An attacker crafts a TIFF image file with dimensions and sample parameters that, when processed by tiffcrop, cause conversion subroutines to read or write up to 3 bytes past the end of an allocated buffer [ref_id=1]. The bug is triggered during tiffcrop operations such as tile/strip reading and writing (readContigTilesIntoBuffer, readSeparateTilesIntoBuffer, writeBufferToSeparateStrips, writeBufferToContigTiles, writeBufferToSeparateTiles, readSeparateStripsIntoBuffer) [ref_id=1]. No authentication or special privileges are required — the attacker only needs to deliver the crafted TIFF file to a victim or service that invokes tiffcrop on it.

The vulnerable code is in tiffcrop.c within the libtiff library (version 4.4.0).
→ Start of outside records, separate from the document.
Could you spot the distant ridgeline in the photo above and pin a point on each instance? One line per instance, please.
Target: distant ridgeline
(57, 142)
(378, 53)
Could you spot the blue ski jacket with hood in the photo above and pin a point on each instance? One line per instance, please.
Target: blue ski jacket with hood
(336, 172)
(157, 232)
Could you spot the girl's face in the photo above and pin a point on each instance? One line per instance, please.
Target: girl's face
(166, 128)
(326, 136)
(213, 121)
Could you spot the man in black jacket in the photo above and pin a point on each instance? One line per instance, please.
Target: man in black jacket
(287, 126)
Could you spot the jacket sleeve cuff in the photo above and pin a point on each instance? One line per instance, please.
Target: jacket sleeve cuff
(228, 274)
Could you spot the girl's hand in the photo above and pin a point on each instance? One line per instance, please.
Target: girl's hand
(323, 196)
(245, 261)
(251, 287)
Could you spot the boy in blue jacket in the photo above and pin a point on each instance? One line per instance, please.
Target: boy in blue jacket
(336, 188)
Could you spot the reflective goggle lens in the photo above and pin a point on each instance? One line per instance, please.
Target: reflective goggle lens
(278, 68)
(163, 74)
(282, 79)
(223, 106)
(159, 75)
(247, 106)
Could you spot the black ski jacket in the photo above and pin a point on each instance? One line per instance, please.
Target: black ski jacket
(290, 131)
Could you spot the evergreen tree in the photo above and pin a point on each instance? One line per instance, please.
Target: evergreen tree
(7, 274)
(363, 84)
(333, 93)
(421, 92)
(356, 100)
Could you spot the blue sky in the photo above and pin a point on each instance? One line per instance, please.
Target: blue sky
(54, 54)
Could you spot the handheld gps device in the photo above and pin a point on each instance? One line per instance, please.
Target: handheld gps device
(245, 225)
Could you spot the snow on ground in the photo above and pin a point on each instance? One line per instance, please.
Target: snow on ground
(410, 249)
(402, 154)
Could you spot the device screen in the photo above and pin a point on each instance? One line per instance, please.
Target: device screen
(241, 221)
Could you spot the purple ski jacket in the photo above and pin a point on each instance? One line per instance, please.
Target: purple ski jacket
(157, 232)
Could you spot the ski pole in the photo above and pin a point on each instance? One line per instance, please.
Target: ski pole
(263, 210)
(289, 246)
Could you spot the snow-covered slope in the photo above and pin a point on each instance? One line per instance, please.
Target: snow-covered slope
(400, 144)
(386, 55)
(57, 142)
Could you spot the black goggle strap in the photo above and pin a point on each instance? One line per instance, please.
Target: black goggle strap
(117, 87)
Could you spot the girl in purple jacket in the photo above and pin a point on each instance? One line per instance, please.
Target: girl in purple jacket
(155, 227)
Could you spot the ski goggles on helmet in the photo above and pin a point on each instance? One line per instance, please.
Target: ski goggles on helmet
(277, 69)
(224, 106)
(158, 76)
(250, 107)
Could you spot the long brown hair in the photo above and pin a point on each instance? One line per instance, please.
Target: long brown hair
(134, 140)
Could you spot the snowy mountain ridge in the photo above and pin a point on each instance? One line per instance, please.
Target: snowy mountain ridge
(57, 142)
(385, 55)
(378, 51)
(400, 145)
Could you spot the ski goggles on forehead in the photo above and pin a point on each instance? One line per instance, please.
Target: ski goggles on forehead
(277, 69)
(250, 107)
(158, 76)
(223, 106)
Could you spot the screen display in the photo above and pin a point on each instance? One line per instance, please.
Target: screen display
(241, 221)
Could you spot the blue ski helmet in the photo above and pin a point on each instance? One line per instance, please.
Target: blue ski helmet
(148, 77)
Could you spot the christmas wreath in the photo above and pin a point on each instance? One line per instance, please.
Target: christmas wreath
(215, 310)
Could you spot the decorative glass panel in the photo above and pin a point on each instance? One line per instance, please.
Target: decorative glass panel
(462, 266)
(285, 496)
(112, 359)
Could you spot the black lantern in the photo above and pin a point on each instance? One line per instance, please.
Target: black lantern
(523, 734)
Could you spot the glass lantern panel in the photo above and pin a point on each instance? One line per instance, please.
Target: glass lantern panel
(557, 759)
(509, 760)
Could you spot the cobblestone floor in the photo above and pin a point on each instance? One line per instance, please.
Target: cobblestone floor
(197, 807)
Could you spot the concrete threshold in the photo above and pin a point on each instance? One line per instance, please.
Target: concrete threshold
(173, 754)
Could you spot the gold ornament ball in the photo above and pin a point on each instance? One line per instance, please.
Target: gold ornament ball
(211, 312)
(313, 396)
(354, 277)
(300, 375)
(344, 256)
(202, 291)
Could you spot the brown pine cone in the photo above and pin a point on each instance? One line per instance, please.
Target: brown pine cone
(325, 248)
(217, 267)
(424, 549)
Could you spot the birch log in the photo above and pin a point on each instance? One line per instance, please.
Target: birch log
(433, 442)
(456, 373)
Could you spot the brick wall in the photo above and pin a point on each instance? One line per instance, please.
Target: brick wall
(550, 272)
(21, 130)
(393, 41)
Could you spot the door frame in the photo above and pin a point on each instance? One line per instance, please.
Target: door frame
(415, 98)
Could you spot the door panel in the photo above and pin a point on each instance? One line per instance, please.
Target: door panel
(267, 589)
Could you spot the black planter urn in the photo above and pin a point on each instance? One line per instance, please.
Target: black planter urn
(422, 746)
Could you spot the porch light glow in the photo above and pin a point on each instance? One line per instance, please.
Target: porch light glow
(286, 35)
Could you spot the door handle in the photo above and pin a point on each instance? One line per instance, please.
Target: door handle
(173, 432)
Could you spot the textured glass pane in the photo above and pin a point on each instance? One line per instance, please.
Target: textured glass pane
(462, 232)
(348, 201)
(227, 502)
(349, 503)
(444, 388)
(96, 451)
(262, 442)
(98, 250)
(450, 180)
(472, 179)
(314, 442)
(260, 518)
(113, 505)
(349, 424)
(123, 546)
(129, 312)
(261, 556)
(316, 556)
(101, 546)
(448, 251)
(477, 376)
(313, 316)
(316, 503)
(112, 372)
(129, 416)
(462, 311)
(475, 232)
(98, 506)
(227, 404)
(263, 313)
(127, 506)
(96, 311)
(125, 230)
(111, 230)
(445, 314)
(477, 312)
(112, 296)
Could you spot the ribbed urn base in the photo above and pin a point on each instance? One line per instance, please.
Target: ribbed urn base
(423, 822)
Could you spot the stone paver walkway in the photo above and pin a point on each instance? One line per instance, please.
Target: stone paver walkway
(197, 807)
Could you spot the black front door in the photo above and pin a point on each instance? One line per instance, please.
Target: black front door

The affected functions include readContigTilesIntoBuffer, readSeparateTilesIntoBuffer, writeBufferToSeparateStrips, writeBufferToContigTiles, writeBufferToSeparateTiles, and readSeparateStripsIntoBuffer [ref_id=1]. All of these allocate internal buffers without the extra 3 bytes needed by conversion subroutines like extractContigSamples32bits [ref_id=1].

The patch introduces a constant NUM_BUFF_OVERSIZE_BYTES (value 3) and adds that many extra bytes to every buffer allocation in the affected subroutines [ref_id=1]. For example, limitMalloc(tile_buffsize) becomes limitMalloc(tile_buffsize + NUM_BUFF_OVERSIZE_BYTES), and memset calls are extended to cover the larger buffer [ref_id=1]. The commit also adds an assert(NUM_BUFF_OVERSIZE_BYTES >= 3) at the start of main() to enforce the safety margin at runtime [ref_id=1]. These changes ensure that the conversion subroutines have room for the extra bytes they write without corrupting adjacent heap memory.